Picture swiping through profiles on a dating app hoping to find that special someone.
You get into a conversation and you really like them.
But there is something unsettling.
It feels robotic, unnatural.
Now what if you discovered that the person on the other side of the screen wasn't a person at all, but a chatbot?
Over the course of a year, 23 year old Alexander Zhatan in Mosc says he engaged in conversations with over 5,000 women on the dating app Tinder, all facilitated by the AI chatbot known as ChatGPT.
After months of chatting, he found himself falling for one particular match.
Here's how he described it in a post in Russian on I have proposed.
To a girl with whom ChatGPT had been communicating for me for a year.
To do this, the neural Network communicated with 5, 239 other girls whom we'd eliminated as unnecessary and left only one.
I'll share how I made such a system, what problems there were, and what happened with the other girls.

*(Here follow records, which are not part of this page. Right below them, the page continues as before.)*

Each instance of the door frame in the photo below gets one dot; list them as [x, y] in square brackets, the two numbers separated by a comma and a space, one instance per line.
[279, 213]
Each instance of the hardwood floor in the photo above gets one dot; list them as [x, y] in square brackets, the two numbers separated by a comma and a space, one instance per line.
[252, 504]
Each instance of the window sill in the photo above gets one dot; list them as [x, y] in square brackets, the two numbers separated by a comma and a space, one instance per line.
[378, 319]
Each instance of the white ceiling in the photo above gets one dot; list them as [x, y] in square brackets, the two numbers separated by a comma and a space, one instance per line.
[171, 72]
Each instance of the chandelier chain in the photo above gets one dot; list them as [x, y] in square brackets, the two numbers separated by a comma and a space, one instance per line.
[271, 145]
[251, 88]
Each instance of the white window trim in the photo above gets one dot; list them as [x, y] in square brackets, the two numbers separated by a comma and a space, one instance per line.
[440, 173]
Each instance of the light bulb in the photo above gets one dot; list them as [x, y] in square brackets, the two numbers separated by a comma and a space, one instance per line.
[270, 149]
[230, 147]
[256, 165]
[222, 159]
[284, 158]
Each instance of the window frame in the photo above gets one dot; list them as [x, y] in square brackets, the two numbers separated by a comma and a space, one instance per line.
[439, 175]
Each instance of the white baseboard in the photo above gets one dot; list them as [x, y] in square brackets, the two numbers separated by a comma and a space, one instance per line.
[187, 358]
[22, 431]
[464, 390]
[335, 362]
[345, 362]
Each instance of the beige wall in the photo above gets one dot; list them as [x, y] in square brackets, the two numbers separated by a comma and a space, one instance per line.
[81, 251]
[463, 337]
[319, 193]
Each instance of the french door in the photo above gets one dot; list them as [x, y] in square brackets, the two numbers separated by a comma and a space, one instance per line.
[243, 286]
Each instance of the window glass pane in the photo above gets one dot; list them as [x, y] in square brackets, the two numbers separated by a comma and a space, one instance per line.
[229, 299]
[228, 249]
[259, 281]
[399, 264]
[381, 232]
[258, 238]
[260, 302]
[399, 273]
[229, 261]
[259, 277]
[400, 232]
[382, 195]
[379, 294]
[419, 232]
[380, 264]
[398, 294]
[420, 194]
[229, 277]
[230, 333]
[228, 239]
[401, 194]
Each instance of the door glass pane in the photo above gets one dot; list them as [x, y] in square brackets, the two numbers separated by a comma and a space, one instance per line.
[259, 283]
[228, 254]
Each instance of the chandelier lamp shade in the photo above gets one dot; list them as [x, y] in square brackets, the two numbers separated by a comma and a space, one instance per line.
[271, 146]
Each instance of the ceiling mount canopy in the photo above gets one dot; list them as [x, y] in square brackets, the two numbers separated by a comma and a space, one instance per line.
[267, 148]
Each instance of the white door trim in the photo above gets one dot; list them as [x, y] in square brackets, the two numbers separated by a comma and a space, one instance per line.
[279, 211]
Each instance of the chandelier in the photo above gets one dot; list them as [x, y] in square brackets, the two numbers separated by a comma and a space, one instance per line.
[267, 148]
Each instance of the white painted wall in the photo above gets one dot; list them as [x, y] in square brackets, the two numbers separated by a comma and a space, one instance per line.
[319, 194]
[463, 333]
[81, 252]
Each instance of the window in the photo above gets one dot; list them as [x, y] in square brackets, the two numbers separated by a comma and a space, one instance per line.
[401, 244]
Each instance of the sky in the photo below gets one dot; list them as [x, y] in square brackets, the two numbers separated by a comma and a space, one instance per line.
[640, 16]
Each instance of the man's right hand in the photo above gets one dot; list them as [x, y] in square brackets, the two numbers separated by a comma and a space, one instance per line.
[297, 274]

This is the first post in a long thread that went viral when Alexander posted it in January this year.
Complete with screenshots and screen recordings, his thread appeared to provide an in depth look at his methodology, offering insights into his unconventional quest for love.
But his story raised some questions.
Do his claims stack up?
I'm Olga Robinson with BBC trending, and this is the story of a man who says he proposed to his Tinder match with a little help from AI.
But this isn't just a story about love.
It's a story about the evolving role of technology in our lives.
When I first heard about Alexander's story, I had many questions and some comments on his thread expressed skepticism about his methodology.
After Russia launched its full scale invasion of Ukraine, Tinder, like many Western companies, had taken steps to leave Russia and eventually left in June 2023.